En términos generales, no hay correspondencia entre la popularidad y la aceptación de la figura presidencial con las realizaciones gubernamentales, sin embargo si existe una correlación entre el respaldo popular y el discurso presidencial, el cual no ha variado en lo fundamental desde la campaña electoral, por el contrario, se ha radicalizado tomando partido por un segmento poblacional. Primero los pobres dejó de ser un slogan y hoy es la base ideológica del discurso y las acciones gubernamentales. Bien por la intención, mal por la acción, pero eso no obsta para reconocer la razón en el fundamento.
En el balance, debe reconocerse que hay más ideología y buenas intenciones que certeza y certidumbre en el accionar. En el discurso pronunciado el día primero de diciembre, el presidente se definió en el extremo izquierdo de la geometría política, desdeñando a los políticos que buscan el centro, los consensos o el dialogo.
Es tiempo de definiciones dijo y se jactó de lo irreversible del proceso de transformación del régimen, por la revolución de las conciencias, lo material es reversible, dijo, más no lo es el cambio mental que asume ya sucedió. Es en ésta, auto atribuida revolución de conciencias en la que manifiesto un total disenso. No hay tal revolución. La conciencia social sigue siendo la misma que lo llevó al poder no hay la transformación social que pregona. Cambió, eso sí, la forma de gobernar.
Hay una identificación del gobernante con la forma de pensar del pueblo, y eso explica su popularidad y aceptación pero no existe un cambio mental, ni de actitudes en la sociedad mexicana.
Se mantiene la esperanza de que pueda operarse un cambio, así lo muestran los estudios de opinión, pero esos mismos sondeos mantienen las mismas preocupaciones sociales y percepciones negativas sobre la corrupción, el manejo sesgado de la justicia, la inseguridad, el deterioro económico, la insuficiencia de las acciones del gobierno.
La gente ve bien a un gobernante que intenta parecerse a ellos, que habla sobre lo que quieren oír, pero eso no es una revolución de conciencias, es solo renovación de la esperanza. La gente espera una revolución de la conciencia pero de la clase política, especialmente de aquella que resolvía la vida pública y sus necesidades e intereses en los pasillos del poder, con acuerdos cupulares y distantes, muy distantes de la gente. La transformación del gobierno, esperada y ordenada con la votación de 2018, no ha sucedido.

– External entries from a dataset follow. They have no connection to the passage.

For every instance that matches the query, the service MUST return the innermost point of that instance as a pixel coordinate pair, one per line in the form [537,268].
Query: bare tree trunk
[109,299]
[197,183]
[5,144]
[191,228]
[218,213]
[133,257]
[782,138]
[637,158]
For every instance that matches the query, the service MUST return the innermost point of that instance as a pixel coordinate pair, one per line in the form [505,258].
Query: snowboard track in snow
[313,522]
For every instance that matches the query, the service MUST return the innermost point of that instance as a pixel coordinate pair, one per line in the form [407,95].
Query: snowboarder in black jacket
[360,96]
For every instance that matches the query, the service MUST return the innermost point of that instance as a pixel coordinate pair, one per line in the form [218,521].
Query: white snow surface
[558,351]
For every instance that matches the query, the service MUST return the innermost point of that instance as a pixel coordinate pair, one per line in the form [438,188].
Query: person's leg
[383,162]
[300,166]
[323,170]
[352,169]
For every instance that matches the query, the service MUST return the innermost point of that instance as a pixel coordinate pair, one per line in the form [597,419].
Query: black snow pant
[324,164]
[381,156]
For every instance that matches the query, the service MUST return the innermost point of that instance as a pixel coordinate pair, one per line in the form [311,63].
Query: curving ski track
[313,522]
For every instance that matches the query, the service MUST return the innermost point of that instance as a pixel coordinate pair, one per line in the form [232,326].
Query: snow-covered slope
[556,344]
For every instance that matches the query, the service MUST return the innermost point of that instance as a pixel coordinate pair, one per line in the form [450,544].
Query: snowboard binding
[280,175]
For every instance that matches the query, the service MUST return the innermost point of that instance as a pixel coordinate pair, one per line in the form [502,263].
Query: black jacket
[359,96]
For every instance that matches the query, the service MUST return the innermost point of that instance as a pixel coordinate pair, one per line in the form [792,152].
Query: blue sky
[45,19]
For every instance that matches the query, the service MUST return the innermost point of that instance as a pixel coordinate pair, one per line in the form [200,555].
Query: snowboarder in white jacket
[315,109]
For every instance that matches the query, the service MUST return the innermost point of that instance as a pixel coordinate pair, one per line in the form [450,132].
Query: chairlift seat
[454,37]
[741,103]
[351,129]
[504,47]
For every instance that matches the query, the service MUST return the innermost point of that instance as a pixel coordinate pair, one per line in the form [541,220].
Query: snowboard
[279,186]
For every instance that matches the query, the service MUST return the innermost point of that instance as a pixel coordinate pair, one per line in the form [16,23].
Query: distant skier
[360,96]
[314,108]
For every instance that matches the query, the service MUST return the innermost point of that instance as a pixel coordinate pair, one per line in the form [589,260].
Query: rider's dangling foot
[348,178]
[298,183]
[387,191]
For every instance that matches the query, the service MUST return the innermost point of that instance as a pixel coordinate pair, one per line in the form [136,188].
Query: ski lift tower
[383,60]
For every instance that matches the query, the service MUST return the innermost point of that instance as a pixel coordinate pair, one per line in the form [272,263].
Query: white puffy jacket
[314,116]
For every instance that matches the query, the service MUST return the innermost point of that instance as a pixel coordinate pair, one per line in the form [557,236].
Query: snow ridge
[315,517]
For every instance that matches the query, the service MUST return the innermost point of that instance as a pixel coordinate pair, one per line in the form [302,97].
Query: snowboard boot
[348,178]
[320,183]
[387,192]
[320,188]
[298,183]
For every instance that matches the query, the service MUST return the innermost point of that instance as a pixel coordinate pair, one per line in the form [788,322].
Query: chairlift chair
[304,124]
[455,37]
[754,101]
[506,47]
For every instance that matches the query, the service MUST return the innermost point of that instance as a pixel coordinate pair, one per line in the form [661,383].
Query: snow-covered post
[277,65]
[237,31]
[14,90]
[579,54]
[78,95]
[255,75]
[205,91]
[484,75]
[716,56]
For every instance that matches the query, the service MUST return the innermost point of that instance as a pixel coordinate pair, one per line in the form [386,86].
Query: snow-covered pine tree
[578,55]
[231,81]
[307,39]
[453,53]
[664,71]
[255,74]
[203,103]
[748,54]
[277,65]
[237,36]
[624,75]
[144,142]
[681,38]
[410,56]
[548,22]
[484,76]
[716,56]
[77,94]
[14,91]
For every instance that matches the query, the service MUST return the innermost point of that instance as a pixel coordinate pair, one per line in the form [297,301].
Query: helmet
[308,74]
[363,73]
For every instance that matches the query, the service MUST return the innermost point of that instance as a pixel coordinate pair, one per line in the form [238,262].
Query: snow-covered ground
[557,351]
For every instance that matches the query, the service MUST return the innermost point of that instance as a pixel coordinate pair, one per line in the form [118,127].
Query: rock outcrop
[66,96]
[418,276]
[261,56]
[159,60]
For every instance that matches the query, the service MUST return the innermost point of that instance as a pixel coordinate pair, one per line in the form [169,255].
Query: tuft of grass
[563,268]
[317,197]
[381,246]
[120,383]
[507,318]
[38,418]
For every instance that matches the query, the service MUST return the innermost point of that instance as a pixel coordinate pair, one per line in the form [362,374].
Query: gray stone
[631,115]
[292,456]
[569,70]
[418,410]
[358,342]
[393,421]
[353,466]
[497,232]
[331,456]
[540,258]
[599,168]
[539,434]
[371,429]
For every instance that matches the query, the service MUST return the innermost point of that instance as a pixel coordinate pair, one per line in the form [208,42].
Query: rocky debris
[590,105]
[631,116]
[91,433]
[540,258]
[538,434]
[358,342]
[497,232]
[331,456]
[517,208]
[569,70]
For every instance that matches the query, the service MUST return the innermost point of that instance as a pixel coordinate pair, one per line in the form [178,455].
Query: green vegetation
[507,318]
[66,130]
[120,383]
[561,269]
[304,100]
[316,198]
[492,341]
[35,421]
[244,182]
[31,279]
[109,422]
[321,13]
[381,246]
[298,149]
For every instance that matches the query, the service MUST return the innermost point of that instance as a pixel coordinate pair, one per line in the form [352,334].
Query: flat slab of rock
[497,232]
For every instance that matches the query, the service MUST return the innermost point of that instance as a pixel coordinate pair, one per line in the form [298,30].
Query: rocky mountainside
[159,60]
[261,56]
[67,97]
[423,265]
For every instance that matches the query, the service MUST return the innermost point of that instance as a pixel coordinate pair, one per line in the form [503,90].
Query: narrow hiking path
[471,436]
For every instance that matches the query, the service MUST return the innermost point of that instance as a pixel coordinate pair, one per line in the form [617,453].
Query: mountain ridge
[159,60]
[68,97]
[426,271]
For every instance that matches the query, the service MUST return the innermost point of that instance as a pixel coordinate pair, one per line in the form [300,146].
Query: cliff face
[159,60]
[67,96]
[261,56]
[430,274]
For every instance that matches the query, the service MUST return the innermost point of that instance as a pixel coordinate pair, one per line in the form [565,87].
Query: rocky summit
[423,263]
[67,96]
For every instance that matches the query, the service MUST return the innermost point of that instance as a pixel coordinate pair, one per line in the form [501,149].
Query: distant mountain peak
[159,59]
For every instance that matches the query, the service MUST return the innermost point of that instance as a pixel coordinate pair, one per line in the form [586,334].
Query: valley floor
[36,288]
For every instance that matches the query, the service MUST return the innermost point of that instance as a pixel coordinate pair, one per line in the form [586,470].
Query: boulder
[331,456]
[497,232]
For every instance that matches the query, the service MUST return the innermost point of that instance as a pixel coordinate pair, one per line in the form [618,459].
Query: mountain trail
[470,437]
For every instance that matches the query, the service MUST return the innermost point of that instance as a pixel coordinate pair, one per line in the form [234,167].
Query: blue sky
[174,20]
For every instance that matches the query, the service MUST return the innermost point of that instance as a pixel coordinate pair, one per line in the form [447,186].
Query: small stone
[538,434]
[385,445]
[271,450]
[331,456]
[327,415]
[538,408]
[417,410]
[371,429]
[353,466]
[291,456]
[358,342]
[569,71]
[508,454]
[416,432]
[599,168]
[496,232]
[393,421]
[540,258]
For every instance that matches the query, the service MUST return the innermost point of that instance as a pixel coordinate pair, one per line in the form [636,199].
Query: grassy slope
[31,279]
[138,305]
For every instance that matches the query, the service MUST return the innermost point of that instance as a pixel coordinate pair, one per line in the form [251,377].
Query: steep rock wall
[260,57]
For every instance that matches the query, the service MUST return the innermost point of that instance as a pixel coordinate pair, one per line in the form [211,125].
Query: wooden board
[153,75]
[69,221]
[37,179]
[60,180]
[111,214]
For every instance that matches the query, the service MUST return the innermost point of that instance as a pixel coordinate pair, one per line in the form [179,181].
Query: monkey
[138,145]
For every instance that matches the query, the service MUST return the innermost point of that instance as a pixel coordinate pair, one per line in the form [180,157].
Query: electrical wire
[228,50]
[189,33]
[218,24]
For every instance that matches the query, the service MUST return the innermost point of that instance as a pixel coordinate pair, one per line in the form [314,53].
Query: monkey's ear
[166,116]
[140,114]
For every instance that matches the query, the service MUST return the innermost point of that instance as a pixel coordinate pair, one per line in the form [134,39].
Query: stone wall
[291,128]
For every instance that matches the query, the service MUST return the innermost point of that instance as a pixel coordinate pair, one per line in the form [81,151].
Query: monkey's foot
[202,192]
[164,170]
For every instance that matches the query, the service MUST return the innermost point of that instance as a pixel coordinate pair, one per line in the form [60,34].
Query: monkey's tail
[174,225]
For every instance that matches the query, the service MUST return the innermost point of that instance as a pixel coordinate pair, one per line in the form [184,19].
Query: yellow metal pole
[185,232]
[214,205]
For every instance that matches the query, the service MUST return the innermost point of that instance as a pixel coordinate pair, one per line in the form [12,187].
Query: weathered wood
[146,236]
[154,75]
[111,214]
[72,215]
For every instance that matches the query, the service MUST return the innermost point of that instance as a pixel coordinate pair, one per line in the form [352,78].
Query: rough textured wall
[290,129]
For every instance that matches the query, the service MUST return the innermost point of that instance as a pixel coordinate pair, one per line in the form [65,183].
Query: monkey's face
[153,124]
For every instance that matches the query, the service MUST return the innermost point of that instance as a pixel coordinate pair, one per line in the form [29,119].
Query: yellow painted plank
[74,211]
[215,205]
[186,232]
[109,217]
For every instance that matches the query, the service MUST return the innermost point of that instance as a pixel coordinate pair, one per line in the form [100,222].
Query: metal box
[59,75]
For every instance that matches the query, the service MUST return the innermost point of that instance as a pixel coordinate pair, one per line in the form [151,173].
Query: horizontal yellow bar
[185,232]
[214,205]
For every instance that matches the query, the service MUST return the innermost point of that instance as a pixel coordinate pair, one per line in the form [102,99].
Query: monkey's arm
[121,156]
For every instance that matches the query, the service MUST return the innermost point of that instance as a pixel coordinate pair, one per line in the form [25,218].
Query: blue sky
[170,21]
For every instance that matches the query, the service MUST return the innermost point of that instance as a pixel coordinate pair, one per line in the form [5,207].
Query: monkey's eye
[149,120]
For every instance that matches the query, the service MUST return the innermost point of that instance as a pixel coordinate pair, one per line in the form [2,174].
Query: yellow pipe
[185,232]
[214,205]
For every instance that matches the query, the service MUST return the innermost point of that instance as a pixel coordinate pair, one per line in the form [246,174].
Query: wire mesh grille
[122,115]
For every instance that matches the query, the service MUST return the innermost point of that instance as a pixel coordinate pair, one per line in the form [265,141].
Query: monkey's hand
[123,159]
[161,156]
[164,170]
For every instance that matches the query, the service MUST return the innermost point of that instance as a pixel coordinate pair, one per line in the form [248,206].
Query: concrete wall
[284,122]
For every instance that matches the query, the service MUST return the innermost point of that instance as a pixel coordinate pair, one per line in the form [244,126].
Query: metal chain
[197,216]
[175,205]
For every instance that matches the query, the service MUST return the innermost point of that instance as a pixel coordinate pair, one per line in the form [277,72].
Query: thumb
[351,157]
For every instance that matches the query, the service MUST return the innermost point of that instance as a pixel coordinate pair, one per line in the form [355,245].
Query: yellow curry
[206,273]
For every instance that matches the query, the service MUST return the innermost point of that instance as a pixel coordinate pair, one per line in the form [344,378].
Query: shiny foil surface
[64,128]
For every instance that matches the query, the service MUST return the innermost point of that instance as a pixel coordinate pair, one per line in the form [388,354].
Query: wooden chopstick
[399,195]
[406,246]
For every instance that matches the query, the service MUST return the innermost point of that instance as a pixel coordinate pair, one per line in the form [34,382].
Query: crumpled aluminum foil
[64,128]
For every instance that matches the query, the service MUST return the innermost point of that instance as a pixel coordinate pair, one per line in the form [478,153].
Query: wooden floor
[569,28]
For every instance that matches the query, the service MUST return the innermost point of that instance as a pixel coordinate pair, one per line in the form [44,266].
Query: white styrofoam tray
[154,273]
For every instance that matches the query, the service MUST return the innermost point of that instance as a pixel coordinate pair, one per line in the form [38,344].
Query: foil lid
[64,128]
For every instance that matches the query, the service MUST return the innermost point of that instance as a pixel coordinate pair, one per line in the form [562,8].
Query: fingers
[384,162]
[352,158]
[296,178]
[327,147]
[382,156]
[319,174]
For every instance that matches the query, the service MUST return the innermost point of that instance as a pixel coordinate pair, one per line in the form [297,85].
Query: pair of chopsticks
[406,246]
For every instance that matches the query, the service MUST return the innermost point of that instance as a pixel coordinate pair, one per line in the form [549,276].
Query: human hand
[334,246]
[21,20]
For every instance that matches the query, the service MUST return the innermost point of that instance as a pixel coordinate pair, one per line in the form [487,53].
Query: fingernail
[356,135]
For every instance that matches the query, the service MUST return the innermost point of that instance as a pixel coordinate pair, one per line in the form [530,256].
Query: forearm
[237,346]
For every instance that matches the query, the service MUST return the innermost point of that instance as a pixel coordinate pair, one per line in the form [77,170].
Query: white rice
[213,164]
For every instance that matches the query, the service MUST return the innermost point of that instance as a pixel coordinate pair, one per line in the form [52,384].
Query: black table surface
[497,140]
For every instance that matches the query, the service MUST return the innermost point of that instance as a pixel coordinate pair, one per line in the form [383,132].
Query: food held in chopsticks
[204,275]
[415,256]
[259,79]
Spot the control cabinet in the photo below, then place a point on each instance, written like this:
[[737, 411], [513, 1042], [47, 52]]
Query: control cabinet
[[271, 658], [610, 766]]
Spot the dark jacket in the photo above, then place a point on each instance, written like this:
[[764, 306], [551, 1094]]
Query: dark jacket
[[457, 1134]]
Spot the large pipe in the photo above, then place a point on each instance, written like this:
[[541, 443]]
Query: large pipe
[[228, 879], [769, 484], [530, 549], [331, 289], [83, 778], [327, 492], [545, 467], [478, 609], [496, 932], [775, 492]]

El presidencialismo autoritario es el signo, y en la administración pública, cada vez más funciones son desempeñadas por el ejército, las fuerzas armadas sustituyendo a la estructura civil porque el presidente no le tiene confianza. No encuentra en sus propias áreas ejecutivas, condiciones para la incorruptibilidad que sería la piedra angular de su pretendida transformación, ni la eficiencia necesaria para hacer llegar medicinas, vacunas, y construir hospitales, bancos, ferrocarriles, administrar aduanas y puertos y brindar seguridad, principal función del Estado.
De qué revolución de conciencia se habla si lo que hay es imposición y compra de voluntades, aplausos a un vengador verbal, porque sanciones no hay, de los agravios que el pueblo resiente de una clase política que ahí está, con sus viejos vicios y mismas costumbres.
La maniquea situación en que ha colocado a la sociedad el propio discurso gubernamental, el autoritarismo y la alienación de las masas no constituyen una revolución de conciencias, así como un discurso falaz repetido cada mañana no genera un cambio real. Se gobierna con espejismos y se inventan realidades alternas, mientras la realidad va imponiendo sus condiciones, que habrán de mostrar, en el mediano plazo, las consecuencias de gobernar con la mira puesta en el horizonte electoral.